The Hanoitimes - An exhibition on Van Mieu - Quoc Tu Giam (the Temple of Literature) and the Vietnamese imperial examinations was opened at the An Giang Province Museum on August 11.
The event, which is being jointly held by the An Giang Province Museum and the Centre for Scientific and Cultural activities of Van Mieu-Quoc Tu Giam, will run until September 11.
Exhibition highlights Vietnam's imperial examinations.
With 80 photos, documents and items on display, the exhibition introduces to the public an overview of the formation and development of the Temple of Literature in Hanoi and 82 stone steles recognized as a Global Memory of the World Programme, as well as introducing the history of the Vietnamese imperial examinations.
The Vietnamese imperial examinations had a long tradition going back to 1075 and continuing for some 1,000 years later.
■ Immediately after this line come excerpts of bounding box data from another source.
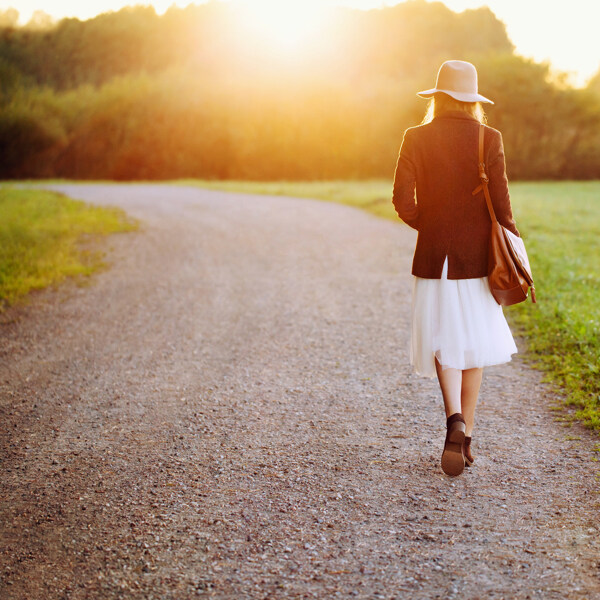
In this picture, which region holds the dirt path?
[0,185,600,600]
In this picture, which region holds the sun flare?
[237,0,326,50]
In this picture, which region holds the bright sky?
[0,0,600,85]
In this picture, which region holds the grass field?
[184,181,600,431]
[0,186,135,312]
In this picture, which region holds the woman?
[393,60,519,476]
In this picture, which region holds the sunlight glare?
[237,0,325,50]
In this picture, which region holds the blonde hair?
[421,92,487,125]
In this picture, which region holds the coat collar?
[433,110,479,122]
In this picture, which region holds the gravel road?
[0,184,600,600]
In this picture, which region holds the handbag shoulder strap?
[473,123,498,223]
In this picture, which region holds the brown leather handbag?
[473,125,536,306]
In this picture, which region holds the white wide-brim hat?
[417,60,494,104]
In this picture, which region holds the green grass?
[0,186,135,312]
[183,181,600,431]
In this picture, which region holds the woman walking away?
[393,60,519,476]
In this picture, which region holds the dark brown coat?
[393,111,519,279]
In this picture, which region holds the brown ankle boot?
[442,413,466,477]
[463,436,475,467]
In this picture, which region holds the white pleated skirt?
[410,257,517,377]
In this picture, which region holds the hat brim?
[417,88,494,104]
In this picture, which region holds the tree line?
[0,0,600,180]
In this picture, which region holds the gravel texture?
[0,184,600,600]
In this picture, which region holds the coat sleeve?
[392,129,419,229]
[487,131,520,236]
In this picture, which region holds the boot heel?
[442,413,466,477]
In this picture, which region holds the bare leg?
[435,358,462,418]
[460,369,483,437]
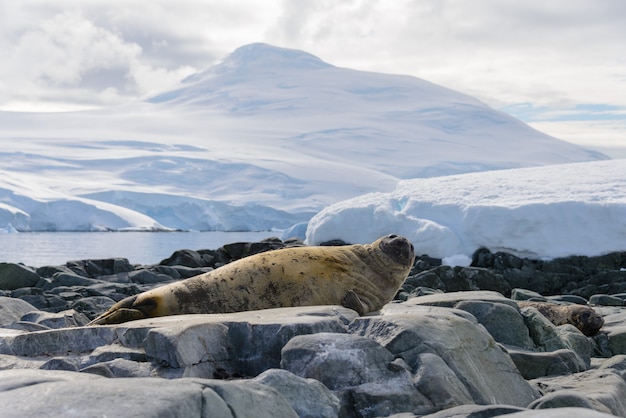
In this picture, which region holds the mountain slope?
[0,44,605,229]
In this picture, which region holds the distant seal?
[89,235,415,325]
[517,301,604,337]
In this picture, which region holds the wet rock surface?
[0,239,626,417]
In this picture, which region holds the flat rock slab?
[0,370,298,418]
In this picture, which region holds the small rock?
[589,295,624,306]
[0,296,37,326]
[0,263,40,290]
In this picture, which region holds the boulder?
[507,349,587,379]
[0,263,40,290]
[0,370,298,418]
[280,333,434,417]
[250,369,340,418]
[454,300,534,349]
[531,369,626,417]
[0,296,37,326]
[350,302,537,406]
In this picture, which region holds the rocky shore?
[0,239,626,418]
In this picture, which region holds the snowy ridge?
[0,44,605,230]
[306,160,626,262]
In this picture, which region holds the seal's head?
[375,234,415,267]
[568,305,604,337]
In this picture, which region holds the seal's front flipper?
[87,296,155,326]
[341,290,368,316]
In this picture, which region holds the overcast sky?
[0,0,626,157]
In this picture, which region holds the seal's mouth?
[380,234,415,266]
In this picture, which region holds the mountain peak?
[216,43,332,71]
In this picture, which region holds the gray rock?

Van Mieu - Quoc Tu Giam is the place where the names and birthplaces of the laureates of imperial examinations were preserved.
At the exhibition, the public also has access to images and documentation on the architecture of Van Mieu - Quoc Tu Giam and architectural artifacts excavated at the old foundations of Quoc Tu Giam in 1998.
The exhibition is an opportunity for An Giang Province Museum to promote the unique cultural heritage of Hanoi and to raise public awareness on preserving their national cultural identity.
Van Mieu – Quoc Tu Giam is a Temple of Confucius in Hanoi. The temple hosts the Imperial Academy, Vietnam's first national university. The temple was built in 1070 at the time of Emperor Ly Thanh Tong.
It is one of the several temples in Vietnam which is dedicated to Confucius, sages, and scholars. The temple is located to the south of the Imperial Citadel of Thang Long. The various pavilions, halls, statues and stelae of doctors are places where offering ceremonies, study sessions and the strict exams of the Dai Viet took place.
The temple is featured on the back of the VND100,000 banknote. Just before the Vietnamese New Year celebration Tet, calligraphists will assemble outside the temple and write wishes in Han characters. The art works are given away as gifts or are used as home decorations for special occasions.